Accuracy and Clinical Relevance

In testing across large real-world datasets, Prima achieved accuracy up to 97.5% in correctly diagnosing conditions seen on brain MRI scans, a level consistent with rigorous clinical evaluation metrics reported in scientific publications.

Importantly, the system can also flag cases that require urgent medical intervention, helping clinicians prioritize patients who need faster treatment. This triage capability distinguishes Prima from many earlier AI models focused solely on detection.

Potential Impact on Healthcare

The developers of Prima highlight that global demand for MRI imaging is rising, creating strain on radiologists and diagnostic services. In many settings, especially in rural or underserved healthcare systems, access to expert radiology interpretation may be limited. AI models like Prima could help reduce diagnostic delays and support faster clinical decision-making.

However, researchers emphasize that AI systems are tools intended to augment human clinicians, not replace them.
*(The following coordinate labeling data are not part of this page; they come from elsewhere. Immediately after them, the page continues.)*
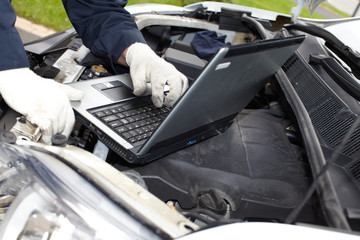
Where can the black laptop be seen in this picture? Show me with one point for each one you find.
(139, 132)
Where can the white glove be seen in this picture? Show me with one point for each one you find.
(146, 66)
(43, 102)
(310, 4)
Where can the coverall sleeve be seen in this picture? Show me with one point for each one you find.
(12, 54)
(105, 27)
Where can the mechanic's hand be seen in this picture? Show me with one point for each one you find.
(146, 66)
(43, 102)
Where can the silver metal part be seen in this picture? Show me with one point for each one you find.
(23, 129)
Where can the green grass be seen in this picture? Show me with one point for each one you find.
(51, 13)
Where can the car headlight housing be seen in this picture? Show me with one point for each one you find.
(43, 198)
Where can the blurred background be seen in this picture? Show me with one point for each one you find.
(42, 17)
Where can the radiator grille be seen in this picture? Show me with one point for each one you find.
(322, 108)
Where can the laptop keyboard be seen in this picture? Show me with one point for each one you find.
(134, 121)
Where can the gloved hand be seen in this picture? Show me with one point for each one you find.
(146, 66)
(43, 102)
(310, 4)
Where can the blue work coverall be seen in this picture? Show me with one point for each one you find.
(105, 27)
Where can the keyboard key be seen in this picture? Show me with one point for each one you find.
(100, 114)
(120, 115)
(114, 111)
(110, 118)
(124, 121)
(126, 135)
(120, 109)
(121, 129)
(134, 122)
(129, 126)
(115, 124)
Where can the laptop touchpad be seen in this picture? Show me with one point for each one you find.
(115, 90)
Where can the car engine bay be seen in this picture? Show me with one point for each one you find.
(260, 169)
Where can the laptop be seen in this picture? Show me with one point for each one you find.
(226, 85)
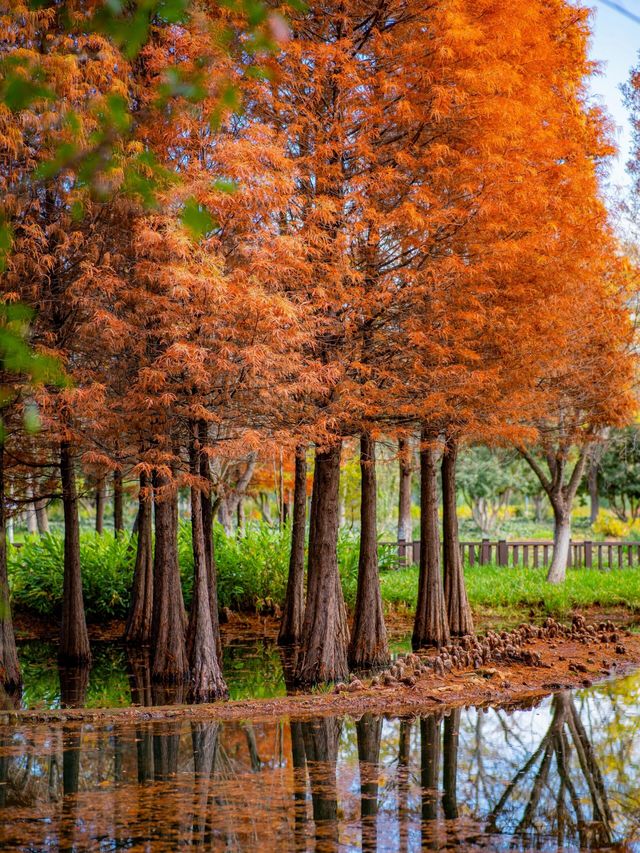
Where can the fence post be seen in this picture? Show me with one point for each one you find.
(588, 554)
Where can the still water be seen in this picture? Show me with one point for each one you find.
(563, 775)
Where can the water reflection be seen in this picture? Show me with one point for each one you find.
(563, 775)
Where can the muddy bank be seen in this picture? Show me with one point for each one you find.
(497, 669)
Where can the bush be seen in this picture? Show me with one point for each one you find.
(36, 574)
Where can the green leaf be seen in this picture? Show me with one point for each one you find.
(196, 219)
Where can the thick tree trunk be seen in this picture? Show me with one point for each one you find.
(207, 682)
(561, 541)
(170, 663)
(74, 639)
(325, 634)
(10, 677)
(30, 513)
(100, 506)
(118, 505)
(458, 610)
(139, 622)
(405, 524)
(293, 613)
(431, 626)
(368, 647)
(207, 526)
(594, 494)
Integration into clinical workflows typically requires validation in real-world medical settings and continued oversight by trained physicians.

A lady healthcare professional looking at some scans.
The developers of Prima highlight that global demand for MRI imaging is rising, creating strain on radiologists and diagnostic services. Drazen Zigic - Freepik

AI in Medical Imaging

AI approaches to medical imaging are advancing rapidly. Other research initiatives are exploring deep learning methods to perform diverse tasks from brain age estimation to predicting disease outcomes using MRI data. A model called BrainIAC, for example, leverages self-supervised learning to extract multiple health indicators from MRI scans and may assist future diagnostics beyond traditional labeling systems.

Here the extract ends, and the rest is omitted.